Introduction

Problem

Image processing is inherently computationally challenging. Lots of data leads to lots of approximations, shortcuts, and undone experiments. We need code that runs fast, and is easy to develop.

Distant past

I’ve tried a fair number of hardware and software configurations for doing these experiments. Some, like CADDR-1, are were not readily available. Some, like the dedicated array processors, were overwhelmingly expensive. Some, like Python, come both included as batteries (pre-installed) and come with batteries included (Python packages like PIL and Numpy). Things I actually tried:

  • CADDR-1 & convolution hardware (1980)

  • Intel 3/486, lots of memory, and C/Assembly language with DOS extenders like DOS/4G (1985)

  • Pentium computers, Python, and PIL (1995)

  • Fast computers, Python, Numeric/Numarray/Numpy, and PIL (2000-2005)

  • Fast computers, Python, Numpy, PIL, and Pyrex/Cython (2010)

Things I ignored:

  • Cluster based multi-processing

I have/had a large number of computers (meaning, too many), which made cluster-based computing worth considering. But the computers are usually doing something else. and cluster based computer means cluster management. Too much overhead, both literally and in headaches.

Alternatives in 2011

All things I actually tried.

  • Multi-core multi-processing

  • GPU based solutions

    • NVidia & Cuda

    • Everybody else & OpenCL

GPU based solutions were promising, and I got one for free with my Mac. In fact, I got two, because Apple included a CPU implementation of OpenCL for Intel which is really fast. And I didn’t have an Nvidia card, but had a good AMD graphics card with OpenCL support.

CUDA was, and is, less widely available and has massive vendor lock-in consequences.

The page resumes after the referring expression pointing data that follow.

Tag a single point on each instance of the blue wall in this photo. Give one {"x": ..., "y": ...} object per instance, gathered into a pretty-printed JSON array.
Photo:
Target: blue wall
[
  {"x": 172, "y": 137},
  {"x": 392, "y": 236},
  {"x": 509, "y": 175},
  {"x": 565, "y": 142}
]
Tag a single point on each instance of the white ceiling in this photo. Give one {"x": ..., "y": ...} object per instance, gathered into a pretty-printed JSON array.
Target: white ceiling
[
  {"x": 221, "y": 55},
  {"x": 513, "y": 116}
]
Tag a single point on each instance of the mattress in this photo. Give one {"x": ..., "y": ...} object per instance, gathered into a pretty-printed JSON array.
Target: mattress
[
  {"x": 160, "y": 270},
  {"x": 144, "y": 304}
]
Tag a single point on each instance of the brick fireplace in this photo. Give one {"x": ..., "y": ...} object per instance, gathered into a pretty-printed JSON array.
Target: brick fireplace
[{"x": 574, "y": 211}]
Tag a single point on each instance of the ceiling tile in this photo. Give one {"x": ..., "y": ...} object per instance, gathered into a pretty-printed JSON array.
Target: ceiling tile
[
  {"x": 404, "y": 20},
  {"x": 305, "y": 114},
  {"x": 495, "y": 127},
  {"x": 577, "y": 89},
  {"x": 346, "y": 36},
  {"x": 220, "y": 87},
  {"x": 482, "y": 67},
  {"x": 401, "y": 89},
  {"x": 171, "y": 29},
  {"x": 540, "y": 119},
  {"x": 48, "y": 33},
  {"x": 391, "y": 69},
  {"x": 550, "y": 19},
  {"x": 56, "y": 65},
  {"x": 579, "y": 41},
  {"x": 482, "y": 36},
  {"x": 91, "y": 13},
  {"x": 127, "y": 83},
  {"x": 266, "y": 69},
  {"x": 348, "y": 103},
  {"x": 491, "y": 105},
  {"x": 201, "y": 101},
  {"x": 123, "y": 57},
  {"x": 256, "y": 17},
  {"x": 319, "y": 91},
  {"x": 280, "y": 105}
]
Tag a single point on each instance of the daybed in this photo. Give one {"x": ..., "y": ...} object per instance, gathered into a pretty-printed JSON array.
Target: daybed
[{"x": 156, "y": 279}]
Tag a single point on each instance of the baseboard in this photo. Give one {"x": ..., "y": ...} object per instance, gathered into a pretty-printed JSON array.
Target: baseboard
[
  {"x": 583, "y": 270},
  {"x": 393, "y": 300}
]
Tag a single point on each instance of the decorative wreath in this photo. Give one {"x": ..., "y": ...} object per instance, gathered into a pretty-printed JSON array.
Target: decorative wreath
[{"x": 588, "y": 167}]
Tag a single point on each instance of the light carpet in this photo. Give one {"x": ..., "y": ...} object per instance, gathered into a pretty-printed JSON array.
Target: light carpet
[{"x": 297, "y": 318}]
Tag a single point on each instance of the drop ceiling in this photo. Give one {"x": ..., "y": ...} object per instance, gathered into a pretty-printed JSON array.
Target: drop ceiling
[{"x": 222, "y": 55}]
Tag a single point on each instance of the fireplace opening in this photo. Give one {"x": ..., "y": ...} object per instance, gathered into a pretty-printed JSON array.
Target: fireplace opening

Writing in OpenCL is a lot like writing in C. It helps to have other peoples examples, and to remember that premature optimization is not a good idea. Optimized OpenCL can be hard to read, and can run at near FTL speed. Unoptimized OpenCL can be very easy to read, and can run 10 times faster than Numpy.

PyOpenCL is terrific. The procedure call interface is a little rough: we can do better. Back to the future, with a modified Apollo RPC / Apollo NCS RPC, OSF DCE RPC, MS RPC (COM) interface specification (sweet and nutritious) and a home grown but easy to use Python thunking layer (bitter, but you can mostly ignore it). With a little care, and syntactic sugar, even the bitter parts can go down pretty well.

Current alternatives

Things I am currently doing.

  • Taking Numpy closer to the metal with accelerators like Numba

  • OpenCL almost everywhere

There are some newer alternatives to writing almost in Python and having it compiled to machine instructions. Numba is particularly good for accelerating operations over Numpy arrays where there is no baked in support in Numpy and OpenCL is not a good fit,

The world is a lot more complicated than in 2011. GPU computing has largely evolved in response to the needs of deep neural network development. Nvidia has been the default there for a long time. But there are signs of change.

OpenCL development has continued, although Apple is deprecating it in favor of the proprietary Metal architecture (not yet an option for general compute kernels). Intel and AMD have doubled down on OpenCL across a variety of architectures. Intel supports it on CPU, on Intel graphics hardware, on the Myriad Neural Compute chip, and on FPGA. FPGAs are becoming practical in the enthusiast world. AMD continues support for OpenCL for their GPUs.